There are more than 2,000 neighborhood businesses operating in the city, the vast majority of them small businesses, from manufacturers to service and retail. It is therefore incongruent to hear sitting city commissioners say business is not “a constituency” or that “most business owners do not live in the city.” Incredulously, one of these commissioners (to date, running unopposed for re-election) “represents” the Eastown neighborhood, which is indeed packed with a dazzling array of businesses, whose owners certainly live in the city. Or perhaps the commissioner does not represent owners like Les Allen whose businesses are on South Division, Wealthy and Franklin. Or Pat Pulliam who untiringly runs the Grand Rapids Times with her husband. Irma Rodruiguez at La Loma Restaurant or Fausto and Paula Rosario at Santo Domingo Grocery. West Side businesses are among some of the oldest in Grand Rapids, but it matters not into which neighborhood one ventures. Whether it’s Leonard, North Park, Monroe or Michigan, to say business owners, single-shingle attorneys among them, are not a constituency may be the height of ignorance — or worse — an aloofness that would give any resident pause. The taxes paid by these owners and the income taxes paid by innumerable employees working and/or living in the city evidently matters little compared to the number of votes in a particular ward on Election Day.
So it is imperative that business owners take heed and take part in the city’s ongoing solicitation of input for its new master plan. Monarch Hydraulics President John Jackoboice has worked many additional hours on the city’s “Plan Grand Rapids,” and compiled specific concerns of business owners.
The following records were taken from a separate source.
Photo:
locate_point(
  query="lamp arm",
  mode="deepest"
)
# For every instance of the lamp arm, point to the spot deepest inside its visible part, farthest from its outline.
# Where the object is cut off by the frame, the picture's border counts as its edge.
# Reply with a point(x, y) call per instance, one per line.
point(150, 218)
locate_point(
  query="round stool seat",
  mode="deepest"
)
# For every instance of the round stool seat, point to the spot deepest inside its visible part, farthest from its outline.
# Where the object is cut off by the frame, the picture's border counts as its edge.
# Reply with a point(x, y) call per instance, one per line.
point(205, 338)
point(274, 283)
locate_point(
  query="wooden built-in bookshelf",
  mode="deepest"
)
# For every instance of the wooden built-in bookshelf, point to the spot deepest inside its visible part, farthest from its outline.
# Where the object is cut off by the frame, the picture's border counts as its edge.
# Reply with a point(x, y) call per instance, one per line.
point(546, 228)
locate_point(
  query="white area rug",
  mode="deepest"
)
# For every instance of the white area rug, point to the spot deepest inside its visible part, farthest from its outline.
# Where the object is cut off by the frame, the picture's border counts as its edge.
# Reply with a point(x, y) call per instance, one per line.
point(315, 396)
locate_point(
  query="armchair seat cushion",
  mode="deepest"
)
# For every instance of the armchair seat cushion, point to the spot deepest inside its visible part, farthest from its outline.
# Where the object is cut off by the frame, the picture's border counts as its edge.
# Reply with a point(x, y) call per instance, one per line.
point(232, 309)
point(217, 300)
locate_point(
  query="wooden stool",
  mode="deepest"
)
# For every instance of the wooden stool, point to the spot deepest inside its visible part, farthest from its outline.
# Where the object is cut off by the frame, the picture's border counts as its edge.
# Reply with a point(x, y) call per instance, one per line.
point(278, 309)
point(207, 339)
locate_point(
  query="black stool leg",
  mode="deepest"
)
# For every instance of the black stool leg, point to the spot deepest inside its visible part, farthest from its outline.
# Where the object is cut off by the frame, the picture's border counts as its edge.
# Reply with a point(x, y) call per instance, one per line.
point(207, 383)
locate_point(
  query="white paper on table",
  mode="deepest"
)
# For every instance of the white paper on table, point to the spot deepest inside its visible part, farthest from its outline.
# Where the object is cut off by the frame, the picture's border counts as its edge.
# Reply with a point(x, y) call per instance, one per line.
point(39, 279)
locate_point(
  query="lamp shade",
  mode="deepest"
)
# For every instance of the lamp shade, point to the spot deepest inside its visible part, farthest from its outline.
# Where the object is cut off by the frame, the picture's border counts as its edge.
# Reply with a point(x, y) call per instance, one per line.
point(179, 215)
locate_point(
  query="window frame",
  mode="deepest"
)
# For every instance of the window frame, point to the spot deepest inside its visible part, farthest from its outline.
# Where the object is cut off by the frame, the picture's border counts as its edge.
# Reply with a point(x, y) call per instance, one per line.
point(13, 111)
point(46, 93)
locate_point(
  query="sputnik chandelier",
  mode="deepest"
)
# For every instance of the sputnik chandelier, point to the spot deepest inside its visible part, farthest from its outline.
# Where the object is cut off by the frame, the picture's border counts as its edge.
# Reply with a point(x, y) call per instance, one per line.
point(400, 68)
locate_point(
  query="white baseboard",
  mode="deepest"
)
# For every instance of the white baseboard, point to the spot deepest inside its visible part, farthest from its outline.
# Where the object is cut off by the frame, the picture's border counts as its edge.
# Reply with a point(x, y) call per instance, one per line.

The chief worry is that “a healthy business area is one in which new businesses replace outgoing businesses.” And it may become a bigger worry if such “anti-business” attitudes prevail among city commissioners.
Other concerns include the priority of public transportation and infrastructure, as well as building code issues and parking. The story on page 3 includes a full list of specific concerns. All told, these are likely to be representative of the same issues concerning residents.
Perhaps Mayor Logie’s new business initiative lies in educating those seated at his table in commission chambers. As many other cities know, business owners most often vote by leaving.